Akan tetapi asas praduga tak bersalah bukanlah asas yang absolut, yang benar di manapun dan kapanpun. Secara umum asas ini berlaku di bawah asumsi bahwa penuduh dan tertuduh setara tidak hanya di mata hukum, tetapi juga di dalam masyarakat, yakni perbedaan seks, gender, status sosial, status ekonomi, dsb. tidak menjadi halangan berarti dalam mengakses keadilan.
Dalam masalah kekerasan seksual, kaum perempuan secara historis telah diperlakukan sebagai warga kelas dua, atau bahkan non-entitas. Perempuan telah diperlakukan bagai objek atau properti belaka. Tidak ada kesetaraan di antara kaum perempuan dan laki-laki. Kita lihat saja dari dua kasus di atas bahwa yang menuduh, yakni korban, tidak bisa mendapatkan akses layak ke hukum bahkan untuk melayangkan tuduhannya. Dengan demikian maka asas praduga tak bersalah runtuh di hadapan realitas yang hidup ini.

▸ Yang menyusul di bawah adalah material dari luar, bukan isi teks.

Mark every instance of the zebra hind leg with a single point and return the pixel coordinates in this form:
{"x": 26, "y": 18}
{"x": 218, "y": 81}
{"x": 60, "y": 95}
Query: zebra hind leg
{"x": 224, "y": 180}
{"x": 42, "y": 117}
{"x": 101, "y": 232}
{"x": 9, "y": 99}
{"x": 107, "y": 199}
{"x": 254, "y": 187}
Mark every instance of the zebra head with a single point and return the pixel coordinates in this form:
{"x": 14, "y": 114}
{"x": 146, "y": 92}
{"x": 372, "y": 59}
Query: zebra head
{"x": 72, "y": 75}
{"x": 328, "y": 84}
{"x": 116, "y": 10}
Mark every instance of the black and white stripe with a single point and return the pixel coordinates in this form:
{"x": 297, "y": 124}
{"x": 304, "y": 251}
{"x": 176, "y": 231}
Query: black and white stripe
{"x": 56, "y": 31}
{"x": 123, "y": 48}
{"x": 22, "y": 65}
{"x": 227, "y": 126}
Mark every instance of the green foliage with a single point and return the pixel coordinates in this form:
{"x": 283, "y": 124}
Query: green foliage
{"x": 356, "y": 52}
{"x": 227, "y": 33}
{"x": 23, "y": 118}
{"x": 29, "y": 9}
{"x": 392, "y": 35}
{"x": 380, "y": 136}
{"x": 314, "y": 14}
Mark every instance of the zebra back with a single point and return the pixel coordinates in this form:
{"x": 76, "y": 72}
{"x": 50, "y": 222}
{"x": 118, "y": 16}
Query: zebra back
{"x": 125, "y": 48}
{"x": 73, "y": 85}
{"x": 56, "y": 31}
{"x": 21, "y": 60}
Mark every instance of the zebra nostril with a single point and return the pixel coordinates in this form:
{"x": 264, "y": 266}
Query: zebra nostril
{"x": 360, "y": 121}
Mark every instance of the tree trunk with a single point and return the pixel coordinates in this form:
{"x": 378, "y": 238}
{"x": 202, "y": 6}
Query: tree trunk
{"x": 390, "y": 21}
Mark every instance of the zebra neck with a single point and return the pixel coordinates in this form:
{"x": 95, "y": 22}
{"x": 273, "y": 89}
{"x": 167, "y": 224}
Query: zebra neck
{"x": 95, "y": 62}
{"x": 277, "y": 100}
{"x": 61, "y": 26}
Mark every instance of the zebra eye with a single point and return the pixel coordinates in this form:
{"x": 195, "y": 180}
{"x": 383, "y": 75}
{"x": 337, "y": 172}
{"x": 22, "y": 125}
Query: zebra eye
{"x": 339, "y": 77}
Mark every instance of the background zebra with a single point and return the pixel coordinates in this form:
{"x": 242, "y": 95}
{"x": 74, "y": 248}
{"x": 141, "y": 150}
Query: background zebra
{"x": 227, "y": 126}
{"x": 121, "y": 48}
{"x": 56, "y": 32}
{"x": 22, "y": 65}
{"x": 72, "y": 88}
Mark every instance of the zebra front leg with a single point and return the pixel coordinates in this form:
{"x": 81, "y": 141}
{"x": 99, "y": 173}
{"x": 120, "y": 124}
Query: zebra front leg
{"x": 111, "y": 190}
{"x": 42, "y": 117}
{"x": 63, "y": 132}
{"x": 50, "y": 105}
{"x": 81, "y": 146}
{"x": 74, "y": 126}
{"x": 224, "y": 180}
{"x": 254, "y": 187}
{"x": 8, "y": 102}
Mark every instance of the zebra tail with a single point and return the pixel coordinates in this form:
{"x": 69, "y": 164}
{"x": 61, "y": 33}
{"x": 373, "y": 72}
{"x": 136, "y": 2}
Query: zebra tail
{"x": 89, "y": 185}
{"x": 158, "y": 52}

Gerakan “Aku Percaya” adalah respons terhadap bagaimana di mata hukum asas praduga tak bersalah diselewengkan untuk menjadi berpihak pada tertuduh. Bahkan korban justru dibebankan dengan “asas praduga bersalah”, bahwa kekerasan seksual yang dialaminya adalah kesalahannya korban yang menaruh ikan asin di depan kucing.
Untuk itu, dibutuhkan sistem pengadilan yang memulai kerjanya dari mempercayai laporan korban kekerasan seksual, yang memulai kerjanya dengan empati terhadap korban, dengan pemahaman akan dinamika masyarakat patriarki yang ada. Ini minimum setidaknya sebelum kita mampu menumbangkan masyarakat patriarki yang ada, kapitalisme serta masyarakat kelas.
Akan tetapi ada limit dari gerakan “Aku Percaya”, yang harus kita sadari hanya bersifat reaktif alih-alih proaktif dalam melihat basis material dari penindasan perempuan itu sendiri. Memperjuangkan agar korban kekerasan seksual dapat mengakses keadilan jelas adalah langkah maju. Namun kita harus menghancurkan ketimpangan relasi kuasa yang memungkinkan kekerasan fisik dan seksual terhadap perempuan. Untuk itu reforma sistem peradilan semata tidak mencukupi.
Bahkan pengalaman gerakan telah menunjukkan kebuntuan dari pendekatan yang parsial dan gradual seperti ini, yang membuat kita layaknya Sisipus, terus mendorong batu ke atas gunung hanya untuk menemukannya menggelinding ke bawah kembali. Aktivis terjebak dalam siklus abadi advokasi.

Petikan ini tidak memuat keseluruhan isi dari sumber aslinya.